A 14-year-old boy convicted of eight charges, including assault with a weapon, was sentenced to two years probation in provincial court in Corner Brook earlier this week.
The boy, who cannot be identified because of his age, pleaded guilty to the assault with a weapon charge and to theft, assault and five counts of breach of an undertaking. The offences all occurred between January and May.
Judge Wayne Gorman outlined the circumstances of the offences in a written decision.
The assault with a weapon charge stemmed from an incident on Jan. 27 and involved the boy’s older brother and another young person.
The boy had contacted police and said his brother had assaulted him. He had been in his bedroom slamming the door when his brother went to the room. He pointed a pocket-knife at his brother and then went to the kitchen and got a larger knife which he made motion to throw at his brother. His brother took the knife from him.
On Feb. 14, the boy and another young person stole a charitable contribution box from Sobeys. It is not known how much money was in the box.
On Feb. 10 the boy breached the condition of an undertaking by failing to comply with a curfew imposed on Jan. 28.
On March 23 he again breached an undertaking that ordered him to have no contact with his co-accused in the Feb. 14 theft.
On May 6 the boy breached an undertaking from March 28 when he attended school under the influence of a drug.
On May 9 he was charged with assault and breach of an undertaking after he pushed a social worker while living at an open custody facility.
And between May 19 and 28 he breached an undertaking which required him to reside at an open custody facility and comply with the rules of the facility by going outside the facility, throwing things around the facility, skipping school, refusing to return to the facility and refusing to attend school.

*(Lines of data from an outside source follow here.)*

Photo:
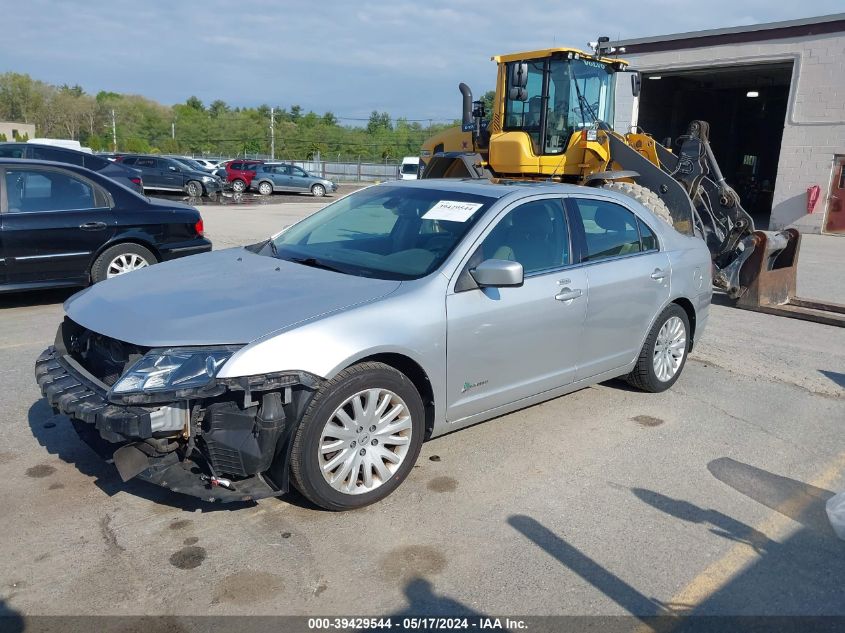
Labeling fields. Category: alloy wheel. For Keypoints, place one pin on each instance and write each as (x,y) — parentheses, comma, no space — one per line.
(365,441)
(125,263)
(669,349)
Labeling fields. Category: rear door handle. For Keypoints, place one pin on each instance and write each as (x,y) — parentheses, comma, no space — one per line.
(568,295)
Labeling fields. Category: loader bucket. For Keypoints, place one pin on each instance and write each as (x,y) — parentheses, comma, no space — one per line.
(768,278)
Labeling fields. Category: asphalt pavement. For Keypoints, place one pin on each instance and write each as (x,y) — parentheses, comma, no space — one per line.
(706,499)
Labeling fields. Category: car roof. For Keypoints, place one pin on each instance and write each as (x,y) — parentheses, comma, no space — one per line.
(492,188)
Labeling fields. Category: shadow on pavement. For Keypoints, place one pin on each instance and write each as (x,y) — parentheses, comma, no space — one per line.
(63,442)
(623,594)
(719,523)
(800,502)
(11,621)
(835,376)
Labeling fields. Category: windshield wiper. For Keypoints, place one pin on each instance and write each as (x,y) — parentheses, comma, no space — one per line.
(315,263)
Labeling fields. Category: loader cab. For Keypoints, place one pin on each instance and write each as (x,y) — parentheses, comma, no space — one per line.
(551,98)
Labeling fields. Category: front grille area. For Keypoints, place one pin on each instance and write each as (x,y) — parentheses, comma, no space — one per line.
(105,358)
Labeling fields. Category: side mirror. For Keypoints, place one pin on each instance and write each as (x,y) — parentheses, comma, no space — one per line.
(498,273)
(518,81)
(636,84)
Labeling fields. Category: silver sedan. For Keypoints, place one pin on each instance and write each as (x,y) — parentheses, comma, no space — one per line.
(323,356)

In his decision on the case, Gorman said he accepted the submission of the Crown and defence that the period of probation should be for two years.

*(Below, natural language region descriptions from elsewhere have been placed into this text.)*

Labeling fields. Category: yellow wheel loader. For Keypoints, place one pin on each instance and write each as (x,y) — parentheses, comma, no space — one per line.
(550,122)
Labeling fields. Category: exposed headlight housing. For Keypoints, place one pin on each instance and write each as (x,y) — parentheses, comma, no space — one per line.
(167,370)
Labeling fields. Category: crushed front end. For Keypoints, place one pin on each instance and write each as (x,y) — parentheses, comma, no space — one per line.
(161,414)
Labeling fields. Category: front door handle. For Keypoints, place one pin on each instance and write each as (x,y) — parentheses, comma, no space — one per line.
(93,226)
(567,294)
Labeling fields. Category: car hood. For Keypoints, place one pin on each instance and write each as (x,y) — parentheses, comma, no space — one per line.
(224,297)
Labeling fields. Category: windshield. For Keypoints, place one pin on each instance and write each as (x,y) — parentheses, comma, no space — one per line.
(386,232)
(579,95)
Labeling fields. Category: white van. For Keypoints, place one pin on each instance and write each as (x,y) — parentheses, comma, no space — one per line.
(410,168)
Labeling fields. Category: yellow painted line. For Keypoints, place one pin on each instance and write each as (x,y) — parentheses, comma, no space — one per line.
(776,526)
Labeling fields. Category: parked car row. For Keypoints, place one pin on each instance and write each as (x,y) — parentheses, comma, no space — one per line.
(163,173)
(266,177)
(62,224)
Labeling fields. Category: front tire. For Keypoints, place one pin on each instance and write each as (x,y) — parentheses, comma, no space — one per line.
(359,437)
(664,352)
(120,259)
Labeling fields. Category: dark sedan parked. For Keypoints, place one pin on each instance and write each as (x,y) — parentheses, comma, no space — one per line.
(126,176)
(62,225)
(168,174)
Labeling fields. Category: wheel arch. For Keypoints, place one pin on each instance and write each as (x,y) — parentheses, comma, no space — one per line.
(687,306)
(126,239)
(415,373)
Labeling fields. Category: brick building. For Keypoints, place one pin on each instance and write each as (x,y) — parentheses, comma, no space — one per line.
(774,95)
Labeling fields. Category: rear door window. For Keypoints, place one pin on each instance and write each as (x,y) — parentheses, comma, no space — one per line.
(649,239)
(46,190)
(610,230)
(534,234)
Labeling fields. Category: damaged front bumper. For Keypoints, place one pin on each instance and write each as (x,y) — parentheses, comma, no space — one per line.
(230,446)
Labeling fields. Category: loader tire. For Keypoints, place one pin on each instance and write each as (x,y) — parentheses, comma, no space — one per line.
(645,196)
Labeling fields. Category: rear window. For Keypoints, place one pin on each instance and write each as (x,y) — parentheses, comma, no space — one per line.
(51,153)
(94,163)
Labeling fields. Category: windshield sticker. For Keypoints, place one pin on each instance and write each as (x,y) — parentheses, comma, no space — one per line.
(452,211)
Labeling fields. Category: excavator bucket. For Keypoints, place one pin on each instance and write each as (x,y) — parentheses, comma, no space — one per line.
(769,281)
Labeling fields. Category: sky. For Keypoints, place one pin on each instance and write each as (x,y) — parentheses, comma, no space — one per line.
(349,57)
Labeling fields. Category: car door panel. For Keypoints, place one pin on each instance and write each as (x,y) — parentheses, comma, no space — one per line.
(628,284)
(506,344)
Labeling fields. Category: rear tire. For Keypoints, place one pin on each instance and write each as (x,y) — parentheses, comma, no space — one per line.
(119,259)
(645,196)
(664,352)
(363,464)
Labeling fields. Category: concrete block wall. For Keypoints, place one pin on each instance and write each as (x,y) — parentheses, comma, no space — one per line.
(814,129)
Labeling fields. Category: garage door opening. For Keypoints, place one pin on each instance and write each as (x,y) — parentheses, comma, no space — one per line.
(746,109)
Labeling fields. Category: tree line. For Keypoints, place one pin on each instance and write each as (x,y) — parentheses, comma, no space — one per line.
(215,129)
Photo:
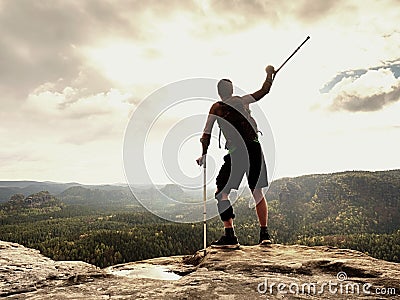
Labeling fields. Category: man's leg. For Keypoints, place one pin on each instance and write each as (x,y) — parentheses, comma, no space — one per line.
(227,223)
(262,214)
(261,207)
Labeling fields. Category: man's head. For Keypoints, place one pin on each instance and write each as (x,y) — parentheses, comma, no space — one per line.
(225,88)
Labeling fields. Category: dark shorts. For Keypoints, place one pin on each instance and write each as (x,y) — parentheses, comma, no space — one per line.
(240,162)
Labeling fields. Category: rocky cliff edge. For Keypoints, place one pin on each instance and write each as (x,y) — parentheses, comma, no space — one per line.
(255,272)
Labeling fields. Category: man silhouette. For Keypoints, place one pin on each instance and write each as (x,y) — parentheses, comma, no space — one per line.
(244,156)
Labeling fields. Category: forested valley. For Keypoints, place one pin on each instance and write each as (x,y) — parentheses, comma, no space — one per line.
(107,225)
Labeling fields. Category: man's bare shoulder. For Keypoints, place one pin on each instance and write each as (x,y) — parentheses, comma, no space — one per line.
(215,108)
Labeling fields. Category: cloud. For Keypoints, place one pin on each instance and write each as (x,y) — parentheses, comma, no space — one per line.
(364,90)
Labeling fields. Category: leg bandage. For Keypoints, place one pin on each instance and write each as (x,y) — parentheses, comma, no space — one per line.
(225,209)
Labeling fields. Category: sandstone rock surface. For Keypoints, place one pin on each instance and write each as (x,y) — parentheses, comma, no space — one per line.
(252,272)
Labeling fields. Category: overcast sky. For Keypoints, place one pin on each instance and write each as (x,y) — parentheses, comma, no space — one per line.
(73,72)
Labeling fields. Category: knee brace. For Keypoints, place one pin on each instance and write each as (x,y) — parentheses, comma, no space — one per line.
(225,208)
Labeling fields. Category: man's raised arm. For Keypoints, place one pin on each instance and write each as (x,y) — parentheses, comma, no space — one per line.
(206,137)
(266,85)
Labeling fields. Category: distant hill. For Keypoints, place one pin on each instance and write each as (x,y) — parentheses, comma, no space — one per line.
(337,204)
(173,191)
(119,196)
(37,203)
(9,188)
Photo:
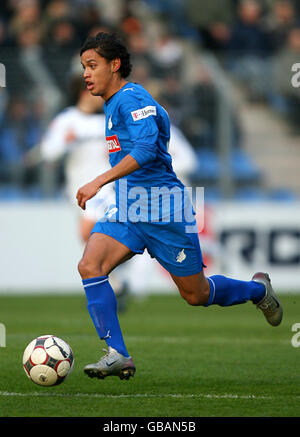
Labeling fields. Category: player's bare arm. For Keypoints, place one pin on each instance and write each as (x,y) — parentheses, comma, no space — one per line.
(125,167)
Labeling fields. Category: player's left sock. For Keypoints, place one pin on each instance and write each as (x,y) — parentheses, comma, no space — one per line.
(102,307)
(226,291)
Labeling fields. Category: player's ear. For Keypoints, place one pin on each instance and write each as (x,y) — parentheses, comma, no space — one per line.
(115,65)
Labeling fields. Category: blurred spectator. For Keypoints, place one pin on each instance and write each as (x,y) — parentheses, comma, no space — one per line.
(248,38)
(30,57)
(166,54)
(62,43)
(27,15)
(279,22)
(285,97)
(212,20)
(20,130)
(249,51)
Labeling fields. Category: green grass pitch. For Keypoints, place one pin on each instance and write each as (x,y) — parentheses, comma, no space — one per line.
(191,361)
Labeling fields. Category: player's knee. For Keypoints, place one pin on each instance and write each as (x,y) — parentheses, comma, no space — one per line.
(197,297)
(88,269)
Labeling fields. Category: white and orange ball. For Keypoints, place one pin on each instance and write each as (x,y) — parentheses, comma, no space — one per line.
(48,360)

Conditions of the probation include that the boy must report to a youth court worker in person as required, comply with all directions received from the worker; attend all counselling or treatment sessions arranged by his worker; refrain from the possession or consumption of alcoholic beverages or non-prescription drugs; refrain from carrying or possessing any knives; refrain from having any contact or communication with his co-accused in the theft charge or anyone indicated in writing by his worker; and, for the first 60 days of the probation order, reside in such place or location as directed by his youth court worker.

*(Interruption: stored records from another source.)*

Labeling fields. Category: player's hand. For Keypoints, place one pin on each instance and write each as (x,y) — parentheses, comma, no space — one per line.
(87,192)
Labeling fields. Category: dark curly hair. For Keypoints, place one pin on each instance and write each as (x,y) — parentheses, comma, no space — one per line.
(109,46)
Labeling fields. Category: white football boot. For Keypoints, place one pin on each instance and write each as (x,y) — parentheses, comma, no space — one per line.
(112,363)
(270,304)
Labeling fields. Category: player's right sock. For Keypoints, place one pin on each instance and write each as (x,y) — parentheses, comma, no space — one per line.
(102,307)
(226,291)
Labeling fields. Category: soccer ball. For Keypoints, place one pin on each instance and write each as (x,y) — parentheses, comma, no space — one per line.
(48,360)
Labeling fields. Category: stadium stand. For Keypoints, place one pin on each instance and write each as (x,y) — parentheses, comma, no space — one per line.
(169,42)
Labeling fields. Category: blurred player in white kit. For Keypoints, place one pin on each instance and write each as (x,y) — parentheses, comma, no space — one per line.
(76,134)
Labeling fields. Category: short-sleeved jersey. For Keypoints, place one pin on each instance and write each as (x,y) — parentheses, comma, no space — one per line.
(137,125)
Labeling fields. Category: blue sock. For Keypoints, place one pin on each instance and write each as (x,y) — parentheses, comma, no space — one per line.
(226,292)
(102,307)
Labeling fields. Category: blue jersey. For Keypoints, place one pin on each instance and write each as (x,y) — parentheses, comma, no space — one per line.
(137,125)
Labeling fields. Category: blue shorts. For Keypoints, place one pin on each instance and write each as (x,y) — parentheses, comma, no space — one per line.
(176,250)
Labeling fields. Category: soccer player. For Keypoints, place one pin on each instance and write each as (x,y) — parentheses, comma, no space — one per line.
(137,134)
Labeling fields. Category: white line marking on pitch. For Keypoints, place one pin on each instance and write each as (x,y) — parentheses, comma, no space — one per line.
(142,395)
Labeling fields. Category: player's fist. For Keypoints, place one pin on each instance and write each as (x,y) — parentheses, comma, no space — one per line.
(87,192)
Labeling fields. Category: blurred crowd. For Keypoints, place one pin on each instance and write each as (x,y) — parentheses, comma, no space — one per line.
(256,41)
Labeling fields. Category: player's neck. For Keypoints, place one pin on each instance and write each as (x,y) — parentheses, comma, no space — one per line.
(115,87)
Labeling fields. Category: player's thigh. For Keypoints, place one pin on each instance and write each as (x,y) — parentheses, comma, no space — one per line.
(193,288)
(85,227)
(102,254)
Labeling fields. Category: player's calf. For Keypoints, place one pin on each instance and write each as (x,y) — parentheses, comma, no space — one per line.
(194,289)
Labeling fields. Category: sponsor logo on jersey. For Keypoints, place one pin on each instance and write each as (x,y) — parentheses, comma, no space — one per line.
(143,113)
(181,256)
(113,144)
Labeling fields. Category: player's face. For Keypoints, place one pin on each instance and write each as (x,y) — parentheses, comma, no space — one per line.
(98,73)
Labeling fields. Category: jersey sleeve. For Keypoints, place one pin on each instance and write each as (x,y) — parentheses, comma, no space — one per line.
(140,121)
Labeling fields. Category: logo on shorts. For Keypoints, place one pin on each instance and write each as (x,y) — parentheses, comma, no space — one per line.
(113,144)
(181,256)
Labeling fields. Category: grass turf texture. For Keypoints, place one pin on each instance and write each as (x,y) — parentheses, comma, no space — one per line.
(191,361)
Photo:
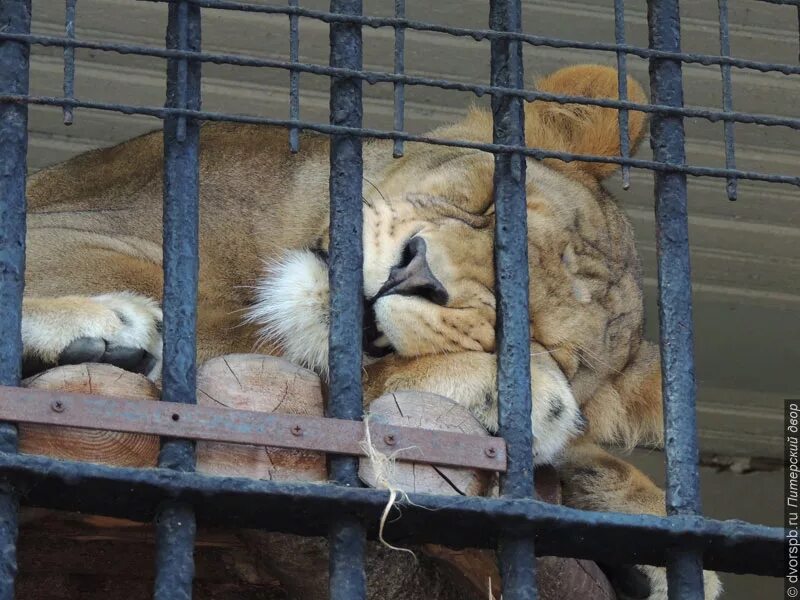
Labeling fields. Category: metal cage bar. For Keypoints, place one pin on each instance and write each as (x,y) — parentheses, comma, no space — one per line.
(727,97)
(516,554)
(684,566)
(15,16)
(488,34)
(399,69)
(622,90)
(347,538)
(175,522)
(294,79)
(69,59)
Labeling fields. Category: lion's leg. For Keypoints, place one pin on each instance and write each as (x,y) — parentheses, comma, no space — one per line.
(593,479)
(469,378)
(628,410)
(119,328)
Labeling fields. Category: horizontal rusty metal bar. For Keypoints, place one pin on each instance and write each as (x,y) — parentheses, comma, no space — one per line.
(333,436)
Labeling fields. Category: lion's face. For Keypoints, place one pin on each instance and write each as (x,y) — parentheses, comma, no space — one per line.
(428,249)
(428,280)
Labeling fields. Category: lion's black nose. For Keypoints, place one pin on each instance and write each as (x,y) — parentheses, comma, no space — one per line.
(413,277)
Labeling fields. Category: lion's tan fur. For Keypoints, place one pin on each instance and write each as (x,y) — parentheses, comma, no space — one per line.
(95,227)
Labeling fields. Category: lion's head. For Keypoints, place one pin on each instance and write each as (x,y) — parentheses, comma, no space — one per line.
(428,243)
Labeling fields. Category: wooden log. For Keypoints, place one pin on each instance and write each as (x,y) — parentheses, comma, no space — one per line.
(92,445)
(427,411)
(267,384)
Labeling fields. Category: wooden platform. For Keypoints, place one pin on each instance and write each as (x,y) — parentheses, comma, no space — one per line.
(78,557)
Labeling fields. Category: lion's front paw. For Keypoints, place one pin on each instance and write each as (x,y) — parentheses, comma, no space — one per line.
(557,418)
(122,329)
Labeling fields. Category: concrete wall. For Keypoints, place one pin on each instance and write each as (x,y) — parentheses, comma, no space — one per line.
(755,496)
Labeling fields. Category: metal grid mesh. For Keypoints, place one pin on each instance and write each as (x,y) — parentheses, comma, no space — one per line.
(179,498)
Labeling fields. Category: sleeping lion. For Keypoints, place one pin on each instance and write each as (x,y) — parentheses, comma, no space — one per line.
(94,276)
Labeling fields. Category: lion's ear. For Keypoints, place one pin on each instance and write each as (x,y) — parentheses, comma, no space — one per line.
(582,129)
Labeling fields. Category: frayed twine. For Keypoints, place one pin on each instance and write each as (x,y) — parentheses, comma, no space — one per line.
(383,468)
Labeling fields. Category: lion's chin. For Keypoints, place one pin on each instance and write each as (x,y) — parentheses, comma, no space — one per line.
(292,306)
(292,310)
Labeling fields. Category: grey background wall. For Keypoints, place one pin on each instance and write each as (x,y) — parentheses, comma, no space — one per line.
(746,262)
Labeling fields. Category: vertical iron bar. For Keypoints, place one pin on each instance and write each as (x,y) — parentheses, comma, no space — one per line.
(727,96)
(684,567)
(15,17)
(294,79)
(175,523)
(69,59)
(346,537)
(517,560)
(622,85)
(399,69)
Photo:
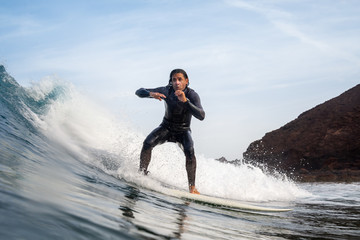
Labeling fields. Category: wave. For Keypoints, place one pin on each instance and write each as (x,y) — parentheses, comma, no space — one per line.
(60,124)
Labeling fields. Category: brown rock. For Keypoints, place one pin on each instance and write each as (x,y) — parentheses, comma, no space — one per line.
(322,144)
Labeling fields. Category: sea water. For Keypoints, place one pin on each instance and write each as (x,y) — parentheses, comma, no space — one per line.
(68,170)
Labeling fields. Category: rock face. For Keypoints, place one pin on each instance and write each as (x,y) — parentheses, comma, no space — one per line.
(322,144)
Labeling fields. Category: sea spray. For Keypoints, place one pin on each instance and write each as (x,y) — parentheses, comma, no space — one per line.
(112,145)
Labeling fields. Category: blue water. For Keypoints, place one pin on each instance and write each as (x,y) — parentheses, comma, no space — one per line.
(68,170)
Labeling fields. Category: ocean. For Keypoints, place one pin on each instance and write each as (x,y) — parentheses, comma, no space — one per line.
(68,170)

Gorman said the last condition will provide the boy with an opportunity to prove through his behaviour that he can reside in the community with his mother.
He noted that while the boy’s mother is committed to his well-being that while living with her he was chronically absent from school and often out of control.
Gorman said if a further period of residing where directed is warranted, an application to vary the probation order can be submitted.
The boy must also perform 20 hours of community service, is subject to a DNA order and a two-year weapons and ammunition prohibition.